Little wonder that over-worked students, passionate as they may be about certain intersections between Cambridge and global politics (such as university divestment from fossil fuels), turn their back on this uninspiring display. But the more we focus our gaze inward, the more we come to parallel that very same insular group at the top of national politics which have so wearied us. Our identities become founded on separatism: our own special terminology, our own special club, even our ‘relatable’ Cambridge experiences. We find more narrow ways to categorise ourselves all the time, be it with the heavy-handed gatekeeping of cultish society rituals or the subtler jokes which we use to distinguish ourselves from whatever kind of Cambridge student we do not wish to be associated with. But the notion of the Cambridge bubble helps us to naturalise this separatism, eliding over the sources of Cambridge cliques as often having class-based roots in the most prestigious public-school networks, and the future of these cliques in the graduate job market, as just part of what makes Cambridge, Cambridge. We are reminded of how arch-Brexiteer Jacob Rees-Mogg made clear in 2012, years before Brexit was an immediate possibility, that he was ‘in favour of nannies, not the nanny-state’. By associating his moneyed childhood in the elite and largely inaccessible experience of having a nanny, and his anti-Big-Government stance, Rees-Mogg makes the link between our formational experiences of insular privilege and a subsequent rejection of collectivism completely transparent. For without the intervention of a governing body to distribute both resources and justice, in an island without higher law, those with money and power hold on to them.

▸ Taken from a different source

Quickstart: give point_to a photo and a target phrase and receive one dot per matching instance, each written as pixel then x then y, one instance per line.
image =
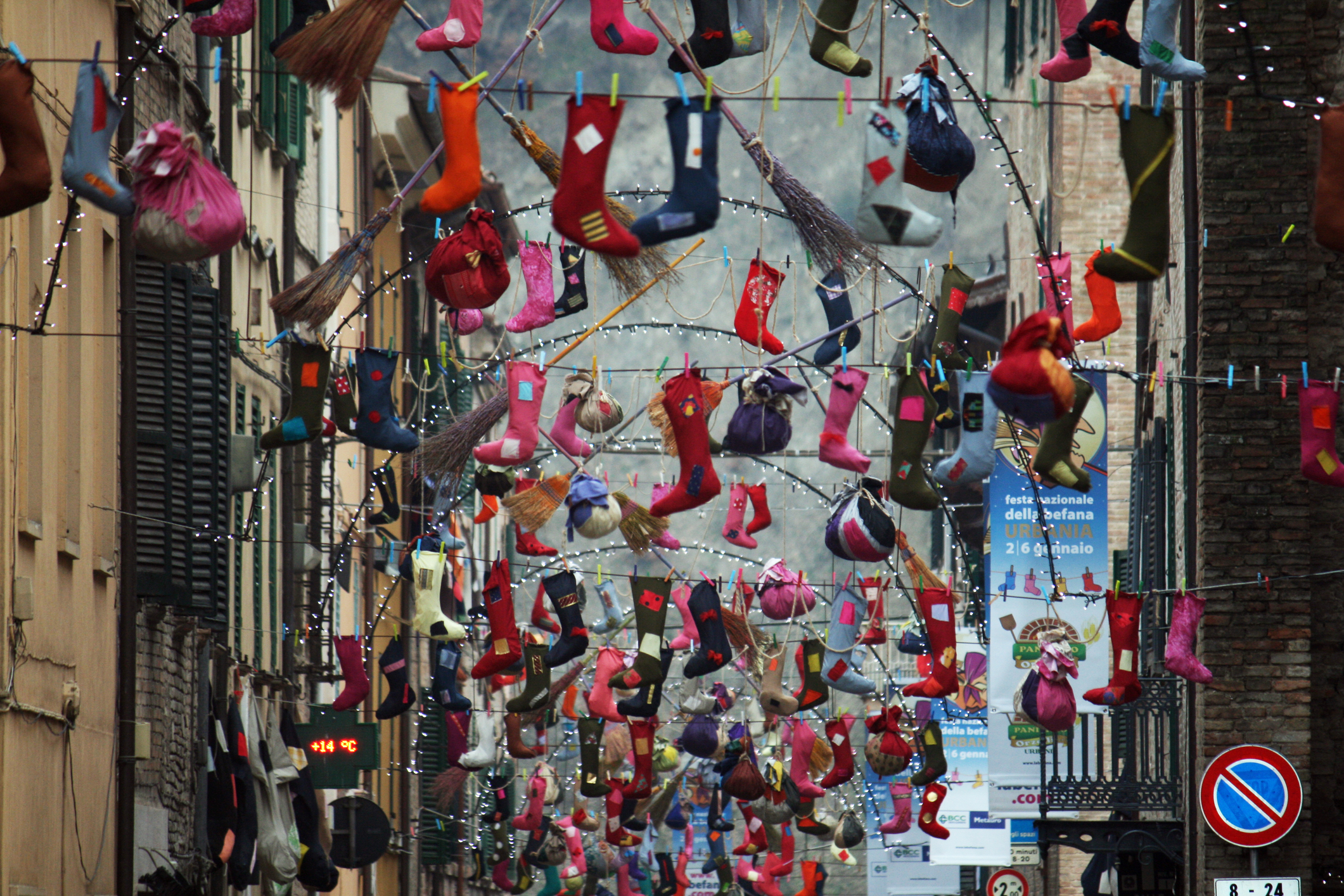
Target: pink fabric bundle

Cambridge voted to remain in the EU in 2016; the parochial attitude of an island-nation, which many Cambridge students are so indignant to find thrown up by the Brexit debate, nonetheless finds its parallel in an inward-looking discourse which positions Cambridge as an eternal historical exception to the rules. Because the Cambridge bubble isn’t a bubble at all: it’s a mirror. A distorted mirror, magnifying certain social groups beyond proportion and diminishing others until almost invisible, but a mirror to British society nonetheless.